Un autre exemple où l’effraction olfactive affirme la primauté de la réalité diégétique sur celle du spectateur se trouve dans la pièce de Roméo Castellucci Sur le concept du visage du fils de dieu (2011). Cet exemple sort du contexte alimentaire, mais l’utilisation de la senteur est la même. Dans un appartement bourgeois, un vieil homme malade, nu sous un peignoir à cause des soins que son corps requiert, vit avec son fils, cadre supérieur en activité. Au retour d’une journée de travail du fils, le père est pris de diarrhées récurrentes. Le fils nettoie les vêtements souillés, le sol et, surtout, les fesses de son père, une fois, deux fois, trois fois, dix fois, jusqu’à ce qu’il s’effondre émotionnellement, au point de douter de l’amour qu’il lui porte. La scénographie, très loin du réalisme puisque l’appartement, hyperstylisé, est dominé par une gigantesque reproduction du Sauveur du Monde d’Antonello da Messina (un visage du Christ impassible), donne au spectateur, là encore, un faux sentiment de sécurité : il pense qu’il va assister à un spectacle allégorique, donc, par nature, distancié de sa réalité – celle qu’il ressent comme « vraie ». Même si ce qui s’y passe est très dur à voir : une personne se délitant corporellement dans sa progression vers la mort, face à une autre échouant à la maintenir dignement en vie et atteignant les limites de ses capacités d’amour, ce n’est, malgré tout, « que du théâtre ». Oui mais voilà : la puanteur des diarrhées, elle, est bien réelle, et dès qu’elle vient frapper le spectateur, celui-ci se trouve instantanément partie prenante du drame qui se joue sur la scène13. Dès l’instant où elle entre en lui par le nez, il lui devient impossible de s’en extraire : puisqu’elle émane de la scène, la senteur semble en prouver la réalité existentielle, et les limites de l’humanité du fils deviennent aussi celles du public.
Cette effraction olfactive, ce rapt du spectateur pour l’amener au cœur de ce qui se joue sur la scène, s’appuie sur deux caractéristiques communes aux affects et à la senteur qui les déclenche. En premier lieu, les affects vont plus vite que la pensée. Ils ne sont pas ralentis par les méandres de la conceptualisation, tout comme le parfum monte directement au cerveau limbique sans passer par la zone cognitive. Cette caractéristique permet de prendre le spectateur de court. L’arrivée brutale de la senteur dans son champ perceptif fait surgir en lui des réactions émotionnelles à son corps défendant, réactions qui présentifient le discours de l’auteur dans son vécu. En conséquence, il se trouve comme placé de force sur la scène, et partie prenante des enjeux qui s’y déroulent. Pour cette raison, il est essentiel que l’apparition de la senteur se fasse de manière inattendue et sur un arrière-fond anosmique – du moins, théâtralement anosmique.
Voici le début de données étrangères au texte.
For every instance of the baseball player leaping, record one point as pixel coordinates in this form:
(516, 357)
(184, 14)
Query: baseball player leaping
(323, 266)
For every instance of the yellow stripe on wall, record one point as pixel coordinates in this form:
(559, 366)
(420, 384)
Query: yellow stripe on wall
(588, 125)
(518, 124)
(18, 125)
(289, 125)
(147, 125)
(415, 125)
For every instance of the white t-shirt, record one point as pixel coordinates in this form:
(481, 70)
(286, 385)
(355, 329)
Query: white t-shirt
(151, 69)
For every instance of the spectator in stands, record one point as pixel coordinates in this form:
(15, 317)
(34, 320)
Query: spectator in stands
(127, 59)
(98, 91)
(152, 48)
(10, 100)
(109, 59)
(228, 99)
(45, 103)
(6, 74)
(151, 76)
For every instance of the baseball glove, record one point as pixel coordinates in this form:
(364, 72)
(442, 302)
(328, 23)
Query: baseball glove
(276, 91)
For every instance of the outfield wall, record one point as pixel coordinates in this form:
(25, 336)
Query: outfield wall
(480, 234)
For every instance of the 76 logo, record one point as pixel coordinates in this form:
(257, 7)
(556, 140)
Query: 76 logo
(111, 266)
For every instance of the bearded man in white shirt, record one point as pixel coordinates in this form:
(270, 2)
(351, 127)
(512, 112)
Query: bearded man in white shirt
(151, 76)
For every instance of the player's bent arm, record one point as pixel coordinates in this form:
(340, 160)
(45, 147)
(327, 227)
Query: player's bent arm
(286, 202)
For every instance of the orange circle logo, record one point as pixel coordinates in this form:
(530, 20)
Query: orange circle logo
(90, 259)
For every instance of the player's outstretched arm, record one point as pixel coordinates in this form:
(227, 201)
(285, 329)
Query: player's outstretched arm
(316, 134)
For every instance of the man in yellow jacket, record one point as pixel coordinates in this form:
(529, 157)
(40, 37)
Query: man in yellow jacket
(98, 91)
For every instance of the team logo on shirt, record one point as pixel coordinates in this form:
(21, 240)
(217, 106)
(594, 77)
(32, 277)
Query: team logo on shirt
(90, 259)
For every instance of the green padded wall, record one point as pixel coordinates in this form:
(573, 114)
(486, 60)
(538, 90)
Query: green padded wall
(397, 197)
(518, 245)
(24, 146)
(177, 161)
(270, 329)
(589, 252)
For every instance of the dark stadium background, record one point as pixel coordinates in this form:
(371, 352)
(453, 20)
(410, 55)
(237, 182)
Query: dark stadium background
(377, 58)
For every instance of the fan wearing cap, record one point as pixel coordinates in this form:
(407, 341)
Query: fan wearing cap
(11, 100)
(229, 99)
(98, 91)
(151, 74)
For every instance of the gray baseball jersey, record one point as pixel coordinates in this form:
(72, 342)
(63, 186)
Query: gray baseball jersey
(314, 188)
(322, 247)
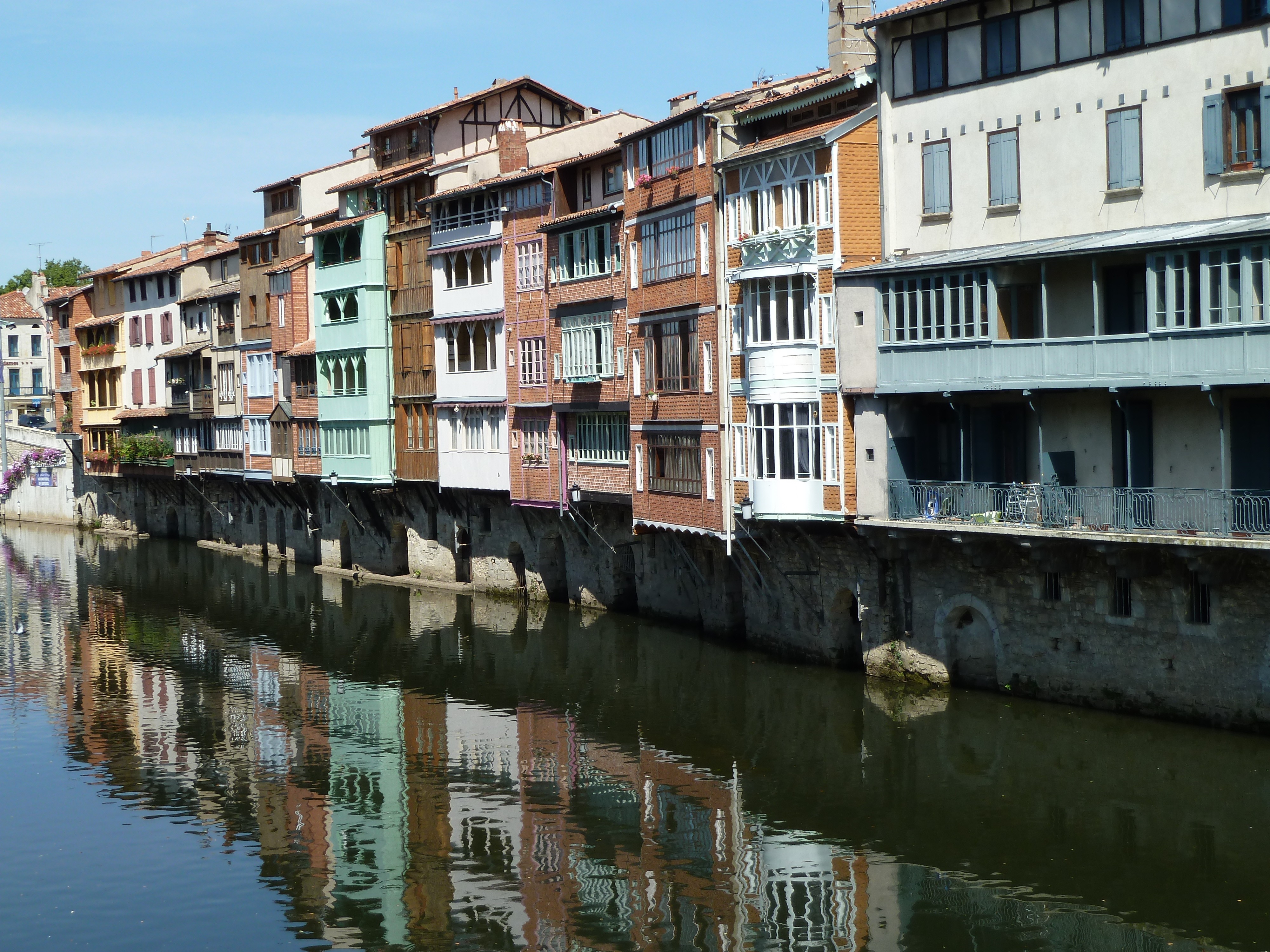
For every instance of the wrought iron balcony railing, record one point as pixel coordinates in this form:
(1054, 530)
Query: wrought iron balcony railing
(1196, 512)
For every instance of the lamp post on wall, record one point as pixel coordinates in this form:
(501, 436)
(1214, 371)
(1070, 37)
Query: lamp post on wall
(4, 408)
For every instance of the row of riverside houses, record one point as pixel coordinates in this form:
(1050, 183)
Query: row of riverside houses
(1017, 270)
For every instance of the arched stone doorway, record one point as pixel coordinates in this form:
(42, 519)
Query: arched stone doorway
(463, 555)
(552, 568)
(972, 643)
(516, 557)
(399, 552)
(346, 546)
(845, 631)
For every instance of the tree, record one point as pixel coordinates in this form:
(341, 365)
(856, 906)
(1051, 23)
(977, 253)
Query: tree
(59, 275)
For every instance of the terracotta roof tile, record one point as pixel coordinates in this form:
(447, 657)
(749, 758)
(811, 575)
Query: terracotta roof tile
(15, 308)
(451, 103)
(341, 224)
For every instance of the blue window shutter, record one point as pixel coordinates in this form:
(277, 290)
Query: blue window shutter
(928, 180)
(1215, 153)
(1116, 152)
(1131, 148)
(1266, 133)
(1010, 168)
(943, 186)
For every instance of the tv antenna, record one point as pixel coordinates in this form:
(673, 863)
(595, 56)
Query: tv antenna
(40, 257)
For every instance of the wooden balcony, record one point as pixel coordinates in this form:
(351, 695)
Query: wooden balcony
(411, 300)
(417, 465)
(231, 460)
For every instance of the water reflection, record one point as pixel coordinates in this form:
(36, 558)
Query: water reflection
(424, 770)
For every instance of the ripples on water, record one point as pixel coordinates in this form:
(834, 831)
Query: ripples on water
(200, 752)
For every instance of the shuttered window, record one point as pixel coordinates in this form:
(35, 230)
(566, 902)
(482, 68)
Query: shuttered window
(1004, 168)
(1125, 149)
(937, 178)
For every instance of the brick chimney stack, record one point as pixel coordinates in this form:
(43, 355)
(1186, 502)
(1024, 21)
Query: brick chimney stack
(514, 152)
(849, 48)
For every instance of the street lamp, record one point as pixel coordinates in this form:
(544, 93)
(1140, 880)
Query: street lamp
(4, 408)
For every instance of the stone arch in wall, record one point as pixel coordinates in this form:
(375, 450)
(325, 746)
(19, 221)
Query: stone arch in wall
(463, 555)
(346, 546)
(970, 640)
(516, 557)
(625, 595)
(399, 550)
(845, 638)
(553, 569)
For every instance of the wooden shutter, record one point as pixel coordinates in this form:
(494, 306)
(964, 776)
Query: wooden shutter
(1215, 150)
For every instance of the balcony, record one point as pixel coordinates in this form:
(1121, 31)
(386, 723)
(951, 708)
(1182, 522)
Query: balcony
(1158, 512)
(222, 460)
(777, 248)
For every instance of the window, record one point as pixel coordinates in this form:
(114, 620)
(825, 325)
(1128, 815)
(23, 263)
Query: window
(467, 268)
(529, 265)
(346, 440)
(534, 361)
(229, 435)
(1122, 598)
(675, 463)
(1001, 46)
(258, 436)
(1201, 602)
(585, 253)
(787, 441)
(1053, 590)
(589, 347)
(472, 347)
(535, 446)
(478, 209)
(1125, 148)
(1122, 23)
(340, 247)
(674, 355)
(603, 439)
(669, 248)
(928, 63)
(344, 375)
(342, 309)
(307, 440)
(613, 180)
(667, 149)
(225, 379)
(937, 178)
(780, 309)
(531, 196)
(1004, 168)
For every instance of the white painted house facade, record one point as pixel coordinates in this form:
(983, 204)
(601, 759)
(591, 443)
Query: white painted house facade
(1076, 233)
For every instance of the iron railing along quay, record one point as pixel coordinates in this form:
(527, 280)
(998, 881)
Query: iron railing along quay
(1200, 512)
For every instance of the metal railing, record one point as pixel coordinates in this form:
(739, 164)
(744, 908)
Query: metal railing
(1211, 512)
Si d’autres senteurs sont produites par la scène avant ce moment-là, le coup de théâtre fait long feu, car toute la production olfactive aura été identifiée comme diégétique, donc séparée de l’univers spectatoriel.
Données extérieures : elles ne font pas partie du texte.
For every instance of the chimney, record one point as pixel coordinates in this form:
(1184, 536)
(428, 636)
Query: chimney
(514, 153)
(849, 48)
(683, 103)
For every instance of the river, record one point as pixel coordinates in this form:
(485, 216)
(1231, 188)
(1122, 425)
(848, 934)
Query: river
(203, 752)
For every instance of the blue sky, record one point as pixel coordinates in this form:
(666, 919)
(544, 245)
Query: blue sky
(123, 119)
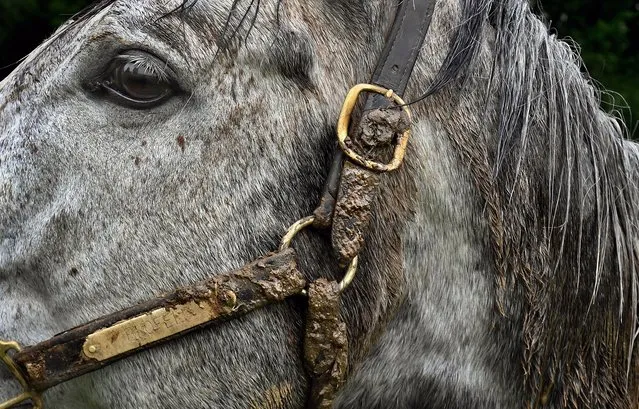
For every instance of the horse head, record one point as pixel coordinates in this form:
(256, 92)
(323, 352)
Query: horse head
(147, 145)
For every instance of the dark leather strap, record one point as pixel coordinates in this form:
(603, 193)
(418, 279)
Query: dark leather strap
(267, 280)
(342, 203)
(403, 44)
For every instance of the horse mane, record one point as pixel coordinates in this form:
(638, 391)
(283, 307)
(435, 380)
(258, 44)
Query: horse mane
(561, 188)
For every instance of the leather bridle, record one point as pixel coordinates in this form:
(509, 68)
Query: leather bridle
(379, 126)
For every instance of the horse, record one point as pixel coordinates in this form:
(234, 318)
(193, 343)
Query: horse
(150, 144)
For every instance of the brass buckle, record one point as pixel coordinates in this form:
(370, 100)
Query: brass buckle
(344, 122)
(300, 225)
(27, 392)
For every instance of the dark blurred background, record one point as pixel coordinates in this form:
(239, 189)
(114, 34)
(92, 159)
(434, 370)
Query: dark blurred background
(605, 31)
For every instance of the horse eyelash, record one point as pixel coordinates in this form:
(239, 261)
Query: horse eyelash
(147, 65)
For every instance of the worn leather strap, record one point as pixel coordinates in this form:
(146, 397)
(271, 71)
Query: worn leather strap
(347, 199)
(99, 343)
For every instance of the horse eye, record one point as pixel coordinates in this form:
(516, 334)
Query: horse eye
(138, 80)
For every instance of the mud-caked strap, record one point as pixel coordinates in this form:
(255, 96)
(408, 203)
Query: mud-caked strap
(372, 135)
(325, 344)
(99, 343)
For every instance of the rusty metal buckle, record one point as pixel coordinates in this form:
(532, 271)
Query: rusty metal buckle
(345, 119)
(27, 392)
(300, 225)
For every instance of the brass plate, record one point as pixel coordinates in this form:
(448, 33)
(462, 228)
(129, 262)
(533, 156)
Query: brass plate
(136, 332)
En deuxième lieu, les affects comme les senteurs ne se contredisent pas, puisqu’ils sont de nature sensible. Produire une senteur (et l’affect qui l’accompagne), revient à en affirmer la réalité. Pour le spectateur, la senteur est « vraie », puisqu’elle existe, puisqu’elle arrive jusqu’à lui, puisqu’il la perçoit. Sa réalité nie son origine diégétique, et la remplace. Qui plus est, comme le souligne la critique d’art Sandra Barré dans L’Odeur de l’art, la senteur s’effaçant à mesure que les molécules odorantes disparaissent, le fait même de sentir constitue une expérience matérielle du temps qui passe, donc, du présent, donc, de la réalité dans laquelle il s’ancre et dont il atteste. (Barré, 2021, p. 134-146).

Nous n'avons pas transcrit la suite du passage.